He met his wife, Marie Snydover, in the mid 30's and and they married in 1938. (Lithograph of her knitting) Marie was not an artist, but was from a theatrical family. Her father Leon was a Yiddish actor in London where Marie was born, and had toured with a Yiddish theater company to South Africa before the family decided to move to The US in 1922. Her younger sister, Nina Dova, was a dancer in the USO during the war who became a concert artist and later an actress. She had a beautiful soprano voice and played classical guitar. Marie taught school and eventually became the director of the School of the Jewish Guild for the Blind in New York. They lived in a apartment on 8th street with the soon to be film director Nicholas Ray and his wife Jean Evans a writer.
Nicholas Ray is best known as a Hollywood director whose movies include Rebel without a Cause,“ Johnny Guitar, Bigger Than Life, In a Lonely Place, Bitter Victory, They Live by Night, and Party Girl. Ray produced and directed radio
Ray in the late '30's, along with Alan Lomax, traveled around the south and recorded folk musicians for the Library of Congress. The collaboration proved successful, and in the early 40's Lomax and Ray were hired by CBS to produce a regular evening program. It was sometimes broadcast from the Anchel's kitchen.
The program, Back Where I Come From, 1940–41. was an entertainment program featuring Woody Guthrie, Josh White, Leadbelly, the Golden Gate Quartet, Burl Ives, and Pete Seeger as permanent members. To the right is an image of Ray with Leadbelly and Josh White. (below top row Alan Lomax, Woody Guthrie, Pete Seeger. 2nd row Josh White, Leadbelly and Burl Ives)

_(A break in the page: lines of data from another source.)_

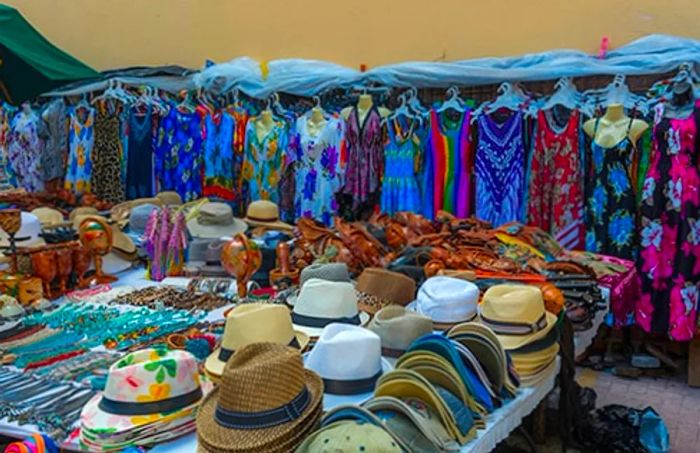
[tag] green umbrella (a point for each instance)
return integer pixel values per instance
(29, 64)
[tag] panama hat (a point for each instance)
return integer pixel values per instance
(378, 287)
(447, 301)
(254, 323)
(145, 389)
(322, 302)
(398, 328)
(266, 402)
(215, 220)
(349, 360)
(517, 315)
(264, 213)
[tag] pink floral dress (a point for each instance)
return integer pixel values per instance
(670, 231)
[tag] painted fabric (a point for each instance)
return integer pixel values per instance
(555, 201)
(81, 139)
(264, 161)
(139, 167)
(500, 169)
(218, 156)
(107, 158)
(25, 148)
(364, 143)
(318, 169)
(178, 154)
(670, 231)
(611, 206)
(446, 172)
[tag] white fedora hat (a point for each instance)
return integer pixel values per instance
(322, 302)
(447, 301)
(349, 360)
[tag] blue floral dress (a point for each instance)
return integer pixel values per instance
(319, 172)
(611, 205)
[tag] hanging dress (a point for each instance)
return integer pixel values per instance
(139, 167)
(500, 169)
(218, 156)
(318, 170)
(611, 206)
(446, 172)
(264, 161)
(364, 147)
(107, 158)
(555, 201)
(670, 231)
(81, 139)
(400, 191)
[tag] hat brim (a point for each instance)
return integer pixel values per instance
(199, 230)
(218, 438)
(215, 367)
(316, 331)
(97, 421)
(510, 342)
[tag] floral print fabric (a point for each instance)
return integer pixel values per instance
(670, 231)
(319, 173)
(556, 187)
(612, 205)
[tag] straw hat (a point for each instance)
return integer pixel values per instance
(321, 302)
(379, 287)
(215, 220)
(398, 328)
(266, 402)
(254, 323)
(263, 213)
(447, 301)
(516, 314)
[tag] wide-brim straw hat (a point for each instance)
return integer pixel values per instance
(263, 213)
(258, 380)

In 1943, Harold was drafted. He entered the army and was an artist in residence. He first was assigned to paint insignias on planes and buildings. He soon was re-assigned to the Camouflage Battalion unit in Walterboro, South Carolina, where he designed, built, and clothed, puppets that were then used to teach camouflage techniques to visiting troops who were going overseas.

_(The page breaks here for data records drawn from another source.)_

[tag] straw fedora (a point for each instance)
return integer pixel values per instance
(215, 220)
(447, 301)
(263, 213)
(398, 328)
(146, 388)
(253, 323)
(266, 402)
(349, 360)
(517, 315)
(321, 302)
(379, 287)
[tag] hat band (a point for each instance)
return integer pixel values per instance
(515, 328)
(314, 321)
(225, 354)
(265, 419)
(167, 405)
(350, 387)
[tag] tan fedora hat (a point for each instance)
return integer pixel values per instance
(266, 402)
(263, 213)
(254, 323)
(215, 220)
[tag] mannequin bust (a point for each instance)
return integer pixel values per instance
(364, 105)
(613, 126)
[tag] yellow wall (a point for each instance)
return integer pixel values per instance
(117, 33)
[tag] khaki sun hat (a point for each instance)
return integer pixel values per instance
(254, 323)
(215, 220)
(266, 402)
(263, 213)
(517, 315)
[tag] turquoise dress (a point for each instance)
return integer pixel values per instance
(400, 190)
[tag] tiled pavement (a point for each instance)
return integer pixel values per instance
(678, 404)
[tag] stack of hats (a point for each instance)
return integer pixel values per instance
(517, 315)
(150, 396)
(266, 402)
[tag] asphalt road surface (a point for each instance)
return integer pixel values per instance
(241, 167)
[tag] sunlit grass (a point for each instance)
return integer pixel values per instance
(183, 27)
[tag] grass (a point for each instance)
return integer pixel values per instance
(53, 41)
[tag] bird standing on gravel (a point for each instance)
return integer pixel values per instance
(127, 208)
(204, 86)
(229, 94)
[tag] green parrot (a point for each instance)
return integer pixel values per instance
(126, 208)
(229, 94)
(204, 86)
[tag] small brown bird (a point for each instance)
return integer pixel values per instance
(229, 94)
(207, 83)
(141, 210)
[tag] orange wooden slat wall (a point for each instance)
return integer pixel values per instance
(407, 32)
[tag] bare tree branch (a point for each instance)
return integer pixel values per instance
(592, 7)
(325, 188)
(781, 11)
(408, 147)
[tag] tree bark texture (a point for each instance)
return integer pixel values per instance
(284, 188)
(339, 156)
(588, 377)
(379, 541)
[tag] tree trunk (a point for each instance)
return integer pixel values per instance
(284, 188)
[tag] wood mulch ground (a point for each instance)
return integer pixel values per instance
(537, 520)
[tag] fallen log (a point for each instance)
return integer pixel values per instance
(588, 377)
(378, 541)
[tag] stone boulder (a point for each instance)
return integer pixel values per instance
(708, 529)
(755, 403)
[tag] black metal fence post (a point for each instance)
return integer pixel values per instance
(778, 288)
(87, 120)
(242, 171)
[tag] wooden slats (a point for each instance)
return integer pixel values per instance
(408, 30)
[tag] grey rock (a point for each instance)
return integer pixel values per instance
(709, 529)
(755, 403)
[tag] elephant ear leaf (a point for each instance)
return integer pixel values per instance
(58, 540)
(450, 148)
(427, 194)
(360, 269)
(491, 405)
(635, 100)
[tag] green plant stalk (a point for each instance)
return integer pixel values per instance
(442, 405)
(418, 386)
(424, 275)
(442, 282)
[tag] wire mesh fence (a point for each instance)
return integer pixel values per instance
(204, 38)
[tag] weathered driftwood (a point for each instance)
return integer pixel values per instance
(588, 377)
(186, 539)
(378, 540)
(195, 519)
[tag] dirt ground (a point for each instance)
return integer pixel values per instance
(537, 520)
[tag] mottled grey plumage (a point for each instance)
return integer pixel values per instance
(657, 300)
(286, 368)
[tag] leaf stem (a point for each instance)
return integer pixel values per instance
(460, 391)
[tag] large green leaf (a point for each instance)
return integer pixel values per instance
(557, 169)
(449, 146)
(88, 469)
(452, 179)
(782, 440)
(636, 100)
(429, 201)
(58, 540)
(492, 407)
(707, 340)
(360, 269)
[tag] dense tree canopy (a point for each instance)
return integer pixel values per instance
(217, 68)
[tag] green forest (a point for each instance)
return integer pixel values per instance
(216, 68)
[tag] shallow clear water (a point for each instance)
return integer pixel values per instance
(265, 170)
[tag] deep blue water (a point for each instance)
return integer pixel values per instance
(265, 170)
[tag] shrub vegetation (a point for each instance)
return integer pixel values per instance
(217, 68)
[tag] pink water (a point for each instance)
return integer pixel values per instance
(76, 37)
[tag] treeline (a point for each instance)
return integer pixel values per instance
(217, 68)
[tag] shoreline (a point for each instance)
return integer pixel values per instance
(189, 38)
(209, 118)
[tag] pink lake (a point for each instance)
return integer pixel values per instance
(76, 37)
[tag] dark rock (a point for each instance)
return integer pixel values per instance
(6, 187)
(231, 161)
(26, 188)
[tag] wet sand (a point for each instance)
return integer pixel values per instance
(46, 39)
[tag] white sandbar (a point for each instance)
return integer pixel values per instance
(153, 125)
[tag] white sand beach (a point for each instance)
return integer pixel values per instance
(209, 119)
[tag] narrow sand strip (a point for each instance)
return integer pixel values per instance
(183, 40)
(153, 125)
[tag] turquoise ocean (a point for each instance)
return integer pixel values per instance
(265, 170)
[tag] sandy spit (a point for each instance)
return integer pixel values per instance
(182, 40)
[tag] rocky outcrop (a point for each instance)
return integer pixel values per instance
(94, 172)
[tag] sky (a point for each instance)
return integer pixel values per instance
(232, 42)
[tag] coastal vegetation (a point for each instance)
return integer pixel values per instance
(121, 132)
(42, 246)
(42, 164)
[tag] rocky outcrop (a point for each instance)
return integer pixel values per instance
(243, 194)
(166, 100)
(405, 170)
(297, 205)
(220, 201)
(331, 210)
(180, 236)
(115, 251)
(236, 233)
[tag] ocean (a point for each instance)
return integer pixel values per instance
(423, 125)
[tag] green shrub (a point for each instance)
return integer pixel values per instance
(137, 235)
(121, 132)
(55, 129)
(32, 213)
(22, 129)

They performed a show about safety, illustrating what would happen to a soldier were he to be careless. The puppet Harold operated was able to take a cigarette from his pocket and light it. Of course, the enemy saw this and shot him as the soldier wasn't supposed to light a match outside.
Below are pictures of Harold operating the puppet and two scenes; Bivouacking and the Pearly Gates after the poor puppet had mistakenly lit his cigarette.

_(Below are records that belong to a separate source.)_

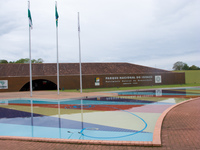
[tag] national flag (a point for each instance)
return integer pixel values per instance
(29, 16)
(56, 14)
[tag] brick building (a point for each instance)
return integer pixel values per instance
(15, 77)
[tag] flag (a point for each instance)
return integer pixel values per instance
(29, 16)
(56, 14)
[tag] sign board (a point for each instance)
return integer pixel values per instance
(158, 79)
(3, 84)
(97, 81)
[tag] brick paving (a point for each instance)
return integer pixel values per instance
(180, 130)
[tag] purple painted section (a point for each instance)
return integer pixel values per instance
(150, 108)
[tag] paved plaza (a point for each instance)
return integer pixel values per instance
(180, 128)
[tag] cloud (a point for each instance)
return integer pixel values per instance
(141, 31)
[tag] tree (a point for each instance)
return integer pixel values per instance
(23, 60)
(193, 67)
(179, 65)
(3, 61)
(26, 60)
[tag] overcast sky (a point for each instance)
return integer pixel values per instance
(154, 33)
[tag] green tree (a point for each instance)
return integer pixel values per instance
(40, 60)
(186, 67)
(3, 61)
(23, 60)
(26, 60)
(193, 67)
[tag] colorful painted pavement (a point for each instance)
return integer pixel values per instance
(130, 116)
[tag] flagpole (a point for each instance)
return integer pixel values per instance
(80, 54)
(57, 60)
(30, 64)
(57, 46)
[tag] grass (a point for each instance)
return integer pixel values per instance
(131, 88)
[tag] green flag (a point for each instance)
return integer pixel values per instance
(56, 13)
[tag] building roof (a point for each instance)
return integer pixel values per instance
(50, 69)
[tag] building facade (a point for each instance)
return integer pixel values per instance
(16, 77)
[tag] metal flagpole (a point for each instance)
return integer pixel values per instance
(79, 54)
(30, 64)
(56, 13)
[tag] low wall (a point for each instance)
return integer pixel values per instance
(10, 84)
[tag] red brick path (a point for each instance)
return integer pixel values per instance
(180, 131)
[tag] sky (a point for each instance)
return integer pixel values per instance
(154, 33)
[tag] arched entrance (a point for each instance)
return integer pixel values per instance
(40, 84)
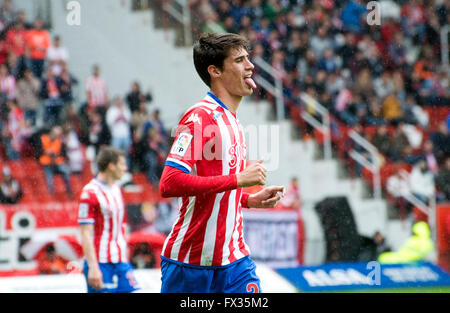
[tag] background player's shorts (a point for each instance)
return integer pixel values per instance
(237, 277)
(117, 278)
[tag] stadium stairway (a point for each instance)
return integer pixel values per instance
(318, 179)
(127, 46)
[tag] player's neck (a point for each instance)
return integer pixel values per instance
(105, 178)
(230, 101)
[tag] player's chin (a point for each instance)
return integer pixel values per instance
(247, 91)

Marie became pregnant while Harold was in the army and eventually went back to New York to give birth. On July 12, 1945, just prior to the end of the war, she gave birth to David. Harold was traveling from down south at the birth but saw the baby early on the 13th when he got to the hospital.
Soon Truman dropped the atomic bomb on Hiroshoma and Nagasaki and the war ended. Harold was discharged from the army and came back to New York to join his family. They lived in a small apartment on 12th st. between 2nd and 3rd avenue and remained there for the next 21 years.